Linda Bordoni spoke to Dr. John Haas President of the National Catholic Bioethics Centre in the United States about the event and, more generally, about the topic of aging and disability in today’s society, about the Church’s contribution to the issue, about the value – as Pope Francis has so often highlighted – of the experience, the memory, the contribution and the wisdom of the aged …
Dr. Haas, who was appointed by Pope Benedict XVIth to serve on the Governing Council of the Pontifical Council for Life, is moderating the first session of the Conference. He says the choice of focussing on issues regarding the aged is extremely topical in today’s world…
Dr Haas says that because of the current demographic trend the world population is aging and it is not being quickly replaced: “I think it is a very apt topic – these are grave social problems in most Western countries with an aging population, all kinds of ethical questions arise with regard to their treatment – end of life decisions have to be made”. “It can be “a very difficult time of life but it can also be a very beautiful time of life depending on how we go in to it” he said.
Commenting on the emphasis Pope Francis puts on the importance and value of the elderly, Dr.

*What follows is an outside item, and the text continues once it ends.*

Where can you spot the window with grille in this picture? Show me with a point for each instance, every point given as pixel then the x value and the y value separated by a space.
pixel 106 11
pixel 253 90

Haas says Francis has a profound impact on the way people think by virtue of his personality which leads them to “sit up and pay more attention”. He also says that Francis’ emerging “theology of compassion and of accompaniment” is fundamental in the way society treats its elderly. “I think that this call will really resonate with the faithful” he said.
Dr. Haas speaks of his work and his concerns as a doctor, as a theologian and as a Catholic at the head of an important bioethical institution. He says “we probably do more consultations than any other in the United States – about 2000 individual consultations a year – our ethicists are on call 24 hours a day, 7 days a week – and probably the largest number of requests have to do with end-of-life care: decisions about whether or not somebody should be put on hydration nutrition, whether they should be put on a ventilator etc.”. “So many of the issues that surround the end of life are very difficult, and they are also unique. Every situation is somewhat different, in terms of one’s general health, of one’s position in society or within the family, in terms of one’s wealth even…” he said.
Dr Haas speaks about the role of Catholic Church in this delicate sector and explains that it is concerned about protecting , preserving and promoting the human person, “and there are constant threats to it, whether it is at the beginning of life or whether it is at the end of life” he said.
“What the Catholic Church brings, is an uncompromising commitment to defend the dignity of the human person. And when you have a society which is aging, which is not providing a lot of young people to come along and support the elderly, there can be the danger that human life can be compromised, can be discarded for financial reasons, for the ‘greater good of society’, but the Church is adamant on this and will not allow those kinds of considerations s ever to have a bearing on decisions made about somebody at the end of their life”.